Oracle Discloses OpenAI Default Risk, Stock Plunges 35% in June
Taylor Wilson
Oracle warned in its annual filing that a major client's failure to pay could leave it stuck with hundreds of billions of dollars in AI infrastructure — Bloomberg identifies that client as OpenAI.
What exactly is Oracle worried about?
Oracle's latest annual report states plainly: if a major customer fails to pay or does not renew, the company could be stuck with extremely expensive AI infrastructure that is hard to re-lease or repurpose on acceptable terms.
Bloomberg's analysis points to OpenAI as the client at the center of this disclosure.
This means → Oracle is spelling out its single largest business risk in black and white — an unusual level of candor among major tech companies.
How large are the numbers behind this?
Oracle holds a $300 billion "Stargate" contract with OpenAI and is building massive data centers across the U.S. to deliver cloud computing power.
Per Bloomberg data, six companies — including Oracle, Microsoft, and Meta — have committed up to $850 billion in leases for data centers not yet under construction.
In plain terms = Oracle carries the largest share of that bet — the buildings aren't built yet, but the contracts already run to astronomical sums.
Where does the default risk come from?
During construction: supply-chain disruptions, government restrictions, and third-party delays could push costs higher or extend timelines.
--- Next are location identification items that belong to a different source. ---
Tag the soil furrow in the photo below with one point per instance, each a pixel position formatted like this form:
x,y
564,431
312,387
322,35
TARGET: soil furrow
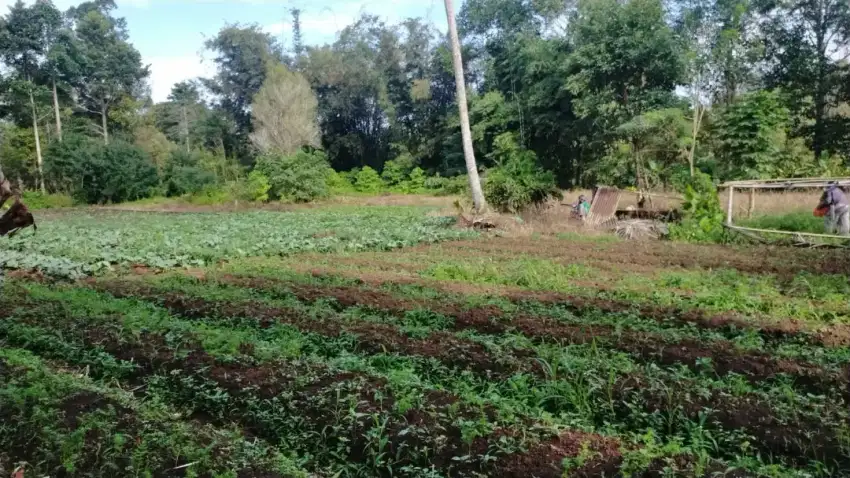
x,y
725,357
314,404
799,439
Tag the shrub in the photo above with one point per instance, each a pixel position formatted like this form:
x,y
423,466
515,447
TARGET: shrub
x,y
183,174
95,173
702,216
300,177
368,181
36,200
416,183
339,183
396,171
258,187
450,186
211,195
517,182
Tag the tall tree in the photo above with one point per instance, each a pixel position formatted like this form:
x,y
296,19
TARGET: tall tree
x,y
110,67
241,55
466,135
809,43
25,40
186,110
284,112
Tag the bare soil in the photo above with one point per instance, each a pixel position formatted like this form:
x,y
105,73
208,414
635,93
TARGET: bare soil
x,y
456,352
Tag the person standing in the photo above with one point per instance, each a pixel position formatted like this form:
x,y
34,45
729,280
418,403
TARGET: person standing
x,y
837,218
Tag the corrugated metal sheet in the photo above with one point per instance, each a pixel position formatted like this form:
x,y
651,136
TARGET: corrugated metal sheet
x,y
603,206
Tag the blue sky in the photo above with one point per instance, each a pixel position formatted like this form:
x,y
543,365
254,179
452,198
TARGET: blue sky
x,y
170,33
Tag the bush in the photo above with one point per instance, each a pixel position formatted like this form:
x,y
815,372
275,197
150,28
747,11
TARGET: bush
x,y
36,200
258,187
396,171
517,182
368,181
451,186
300,177
210,196
184,175
416,183
339,183
702,216
95,173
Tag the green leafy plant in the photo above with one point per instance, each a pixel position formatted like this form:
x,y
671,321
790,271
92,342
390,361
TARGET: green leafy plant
x,y
300,177
36,200
517,182
367,180
702,219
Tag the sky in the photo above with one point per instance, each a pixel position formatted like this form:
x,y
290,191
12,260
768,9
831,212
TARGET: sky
x,y
170,33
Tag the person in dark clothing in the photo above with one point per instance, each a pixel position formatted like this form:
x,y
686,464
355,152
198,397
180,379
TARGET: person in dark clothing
x,y
837,218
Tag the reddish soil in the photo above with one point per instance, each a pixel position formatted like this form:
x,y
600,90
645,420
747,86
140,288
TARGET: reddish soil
x,y
726,358
799,438
434,418
74,407
778,329
545,460
782,261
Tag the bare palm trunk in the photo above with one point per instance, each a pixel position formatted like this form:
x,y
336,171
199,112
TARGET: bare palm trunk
x,y
468,153
186,130
103,125
56,111
38,158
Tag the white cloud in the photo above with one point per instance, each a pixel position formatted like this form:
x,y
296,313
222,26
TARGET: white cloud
x,y
169,70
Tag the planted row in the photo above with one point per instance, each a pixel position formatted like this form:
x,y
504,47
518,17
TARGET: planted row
x,y
59,423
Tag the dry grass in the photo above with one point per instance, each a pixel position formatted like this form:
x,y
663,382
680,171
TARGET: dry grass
x,y
766,203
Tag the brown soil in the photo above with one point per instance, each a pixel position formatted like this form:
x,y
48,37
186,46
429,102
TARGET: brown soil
x,y
775,329
78,405
800,439
370,337
456,352
434,419
782,261
545,460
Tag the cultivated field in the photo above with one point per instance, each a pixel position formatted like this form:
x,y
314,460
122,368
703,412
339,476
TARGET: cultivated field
x,y
382,341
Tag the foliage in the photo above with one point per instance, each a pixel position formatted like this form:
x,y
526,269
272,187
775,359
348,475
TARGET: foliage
x,y
284,113
258,187
84,243
95,173
36,200
367,180
749,135
703,217
397,170
517,182
299,177
183,174
339,183
795,222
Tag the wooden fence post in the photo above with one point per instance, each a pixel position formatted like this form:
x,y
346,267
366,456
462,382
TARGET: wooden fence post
x,y
752,206
729,206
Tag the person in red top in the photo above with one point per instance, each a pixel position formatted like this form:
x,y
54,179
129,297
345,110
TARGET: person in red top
x,y
837,219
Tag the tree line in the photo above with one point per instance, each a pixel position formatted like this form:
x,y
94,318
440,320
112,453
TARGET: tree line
x,y
631,93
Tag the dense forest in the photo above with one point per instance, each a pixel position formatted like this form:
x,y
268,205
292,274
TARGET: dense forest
x,y
625,92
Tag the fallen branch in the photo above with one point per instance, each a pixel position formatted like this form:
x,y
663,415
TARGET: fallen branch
x,y
18,216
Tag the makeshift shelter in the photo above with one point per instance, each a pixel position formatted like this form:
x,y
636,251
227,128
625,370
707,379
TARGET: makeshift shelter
x,y
751,186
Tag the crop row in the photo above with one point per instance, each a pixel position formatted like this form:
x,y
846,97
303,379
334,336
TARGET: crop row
x,y
374,337
59,423
758,415
80,244
353,422
599,388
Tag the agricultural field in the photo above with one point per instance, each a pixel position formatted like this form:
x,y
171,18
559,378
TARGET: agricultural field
x,y
385,342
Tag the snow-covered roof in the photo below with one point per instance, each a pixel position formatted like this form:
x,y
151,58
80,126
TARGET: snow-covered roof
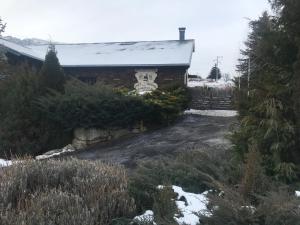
x,y
142,53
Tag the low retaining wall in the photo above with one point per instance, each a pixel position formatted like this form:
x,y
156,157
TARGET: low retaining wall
x,y
84,137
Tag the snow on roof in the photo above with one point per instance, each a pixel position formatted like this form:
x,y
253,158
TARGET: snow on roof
x,y
143,53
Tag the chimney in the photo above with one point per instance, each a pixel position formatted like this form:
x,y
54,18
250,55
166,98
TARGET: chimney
x,y
182,33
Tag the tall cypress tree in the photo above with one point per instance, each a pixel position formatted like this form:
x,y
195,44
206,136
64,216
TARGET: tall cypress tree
x,y
289,13
215,73
266,114
52,75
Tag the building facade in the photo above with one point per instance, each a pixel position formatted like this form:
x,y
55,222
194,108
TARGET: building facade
x,y
143,65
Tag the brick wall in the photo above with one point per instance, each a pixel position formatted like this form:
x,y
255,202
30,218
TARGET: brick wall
x,y
125,76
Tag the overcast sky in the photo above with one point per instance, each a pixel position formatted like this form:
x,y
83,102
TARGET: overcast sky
x,y
218,26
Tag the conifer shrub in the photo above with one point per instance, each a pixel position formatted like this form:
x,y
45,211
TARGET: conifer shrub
x,y
98,106
279,207
63,192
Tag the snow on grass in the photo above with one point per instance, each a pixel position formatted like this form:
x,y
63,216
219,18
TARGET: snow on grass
x,y
194,204
217,113
5,163
147,217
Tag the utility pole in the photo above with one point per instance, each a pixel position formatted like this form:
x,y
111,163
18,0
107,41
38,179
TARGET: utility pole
x,y
217,60
249,72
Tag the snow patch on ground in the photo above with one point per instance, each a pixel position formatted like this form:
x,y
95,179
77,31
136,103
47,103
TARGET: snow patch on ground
x,y
210,83
217,113
195,204
5,163
148,217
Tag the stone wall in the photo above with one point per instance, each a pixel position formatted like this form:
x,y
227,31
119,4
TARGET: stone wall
x,y
204,98
83,137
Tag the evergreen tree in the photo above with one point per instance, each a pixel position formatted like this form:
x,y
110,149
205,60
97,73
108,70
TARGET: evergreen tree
x,y
266,114
215,73
289,14
52,75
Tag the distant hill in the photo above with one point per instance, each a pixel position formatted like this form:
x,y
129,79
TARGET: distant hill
x,y
27,41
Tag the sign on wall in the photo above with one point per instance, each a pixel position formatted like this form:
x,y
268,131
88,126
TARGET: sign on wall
x,y
145,80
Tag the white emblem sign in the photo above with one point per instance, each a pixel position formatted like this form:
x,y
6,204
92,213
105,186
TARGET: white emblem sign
x,y
145,78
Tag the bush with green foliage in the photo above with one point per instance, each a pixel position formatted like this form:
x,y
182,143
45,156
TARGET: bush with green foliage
x,y
98,106
52,75
266,110
23,129
63,192
278,207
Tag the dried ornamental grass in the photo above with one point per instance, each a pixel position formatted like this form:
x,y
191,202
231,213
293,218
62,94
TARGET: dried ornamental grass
x,y
98,189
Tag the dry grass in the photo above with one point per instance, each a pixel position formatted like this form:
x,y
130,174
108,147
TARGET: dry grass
x,y
63,192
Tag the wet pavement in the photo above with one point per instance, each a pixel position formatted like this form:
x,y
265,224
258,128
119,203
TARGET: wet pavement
x,y
189,132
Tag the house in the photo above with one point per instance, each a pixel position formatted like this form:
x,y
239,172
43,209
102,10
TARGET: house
x,y
143,65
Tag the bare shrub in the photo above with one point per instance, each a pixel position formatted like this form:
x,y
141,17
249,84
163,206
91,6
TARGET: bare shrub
x,y
99,189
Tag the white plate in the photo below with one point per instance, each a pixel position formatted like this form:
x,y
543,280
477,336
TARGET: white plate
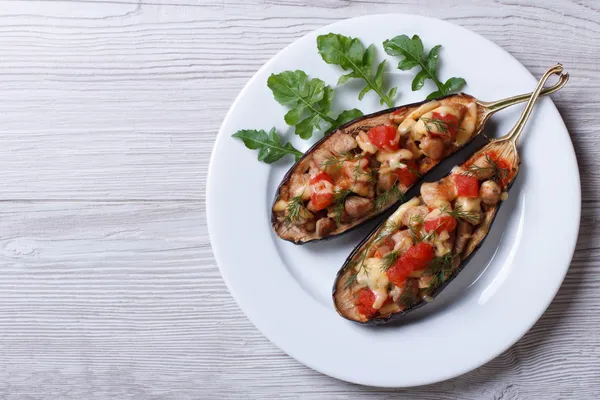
x,y
285,290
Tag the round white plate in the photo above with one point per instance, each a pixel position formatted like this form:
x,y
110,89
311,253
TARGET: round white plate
x,y
285,290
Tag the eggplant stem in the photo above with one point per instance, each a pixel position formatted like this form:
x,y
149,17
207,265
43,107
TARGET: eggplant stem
x,y
515,132
496,106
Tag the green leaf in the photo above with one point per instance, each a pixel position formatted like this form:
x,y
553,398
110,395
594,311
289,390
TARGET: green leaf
x,y
413,55
268,145
346,116
454,84
392,93
308,99
351,56
365,90
434,95
432,59
345,78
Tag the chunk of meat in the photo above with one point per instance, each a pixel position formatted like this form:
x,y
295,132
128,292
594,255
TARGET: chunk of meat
x,y
468,124
320,160
402,240
385,181
357,207
415,215
362,139
490,193
357,170
483,168
438,194
433,148
439,222
471,205
415,258
325,226
466,185
463,234
408,174
384,137
299,186
340,143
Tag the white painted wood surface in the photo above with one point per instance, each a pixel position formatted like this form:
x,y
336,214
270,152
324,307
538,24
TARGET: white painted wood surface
x,y
108,286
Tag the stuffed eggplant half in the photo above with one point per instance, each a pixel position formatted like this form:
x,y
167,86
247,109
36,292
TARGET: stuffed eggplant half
x,y
364,167
423,245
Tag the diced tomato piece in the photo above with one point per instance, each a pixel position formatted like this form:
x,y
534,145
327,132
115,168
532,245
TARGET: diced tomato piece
x,y
449,124
466,185
384,137
321,190
416,258
444,223
365,298
409,175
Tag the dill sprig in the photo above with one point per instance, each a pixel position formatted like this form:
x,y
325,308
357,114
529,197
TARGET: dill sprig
x,y
359,265
390,227
471,217
339,200
295,210
392,194
389,259
333,163
498,174
439,267
407,298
After completion: the biggest threat is the customer itself. Oracle warns that some clients operate with high leverage and face their own operational and regulatory risks — defaults remain possible even with normal credit checks in place.
This means → Oracle is not just worried about building on time; it is worried about building for a customer who may not be able to pay — and infrastructure built for a single client is nearly impossible to repurpose.
How did the market react?
In June, all six tech companies with the largest lease commitments saw their shares fall.
Oracle dropped 35% that month — the steepest decline in the group.
This reflects a market already pricing in the scenario where the customer cannot pay, rather than treating the filing language as boilerplate.
Is Oracle pulling back?
No. In the same filing, Oracle states that delivering growth for OCI (Oracle Cloud Infrastructure) requires acquiring more compute capacity, and heavy capital and operating spending is unavoidable.
In plain terms = management's calculus is clear — the risk of missing the AI wave outweighs the risk of overspending.
But the core tension remains unresolved: whether this multi-hundred-billion-dollar compute bet pays off depends heavily on OpenAI's continued ability to pay — the very variable Oracle itself admits it cannot fully control.
Content is for reference only, not financial advice.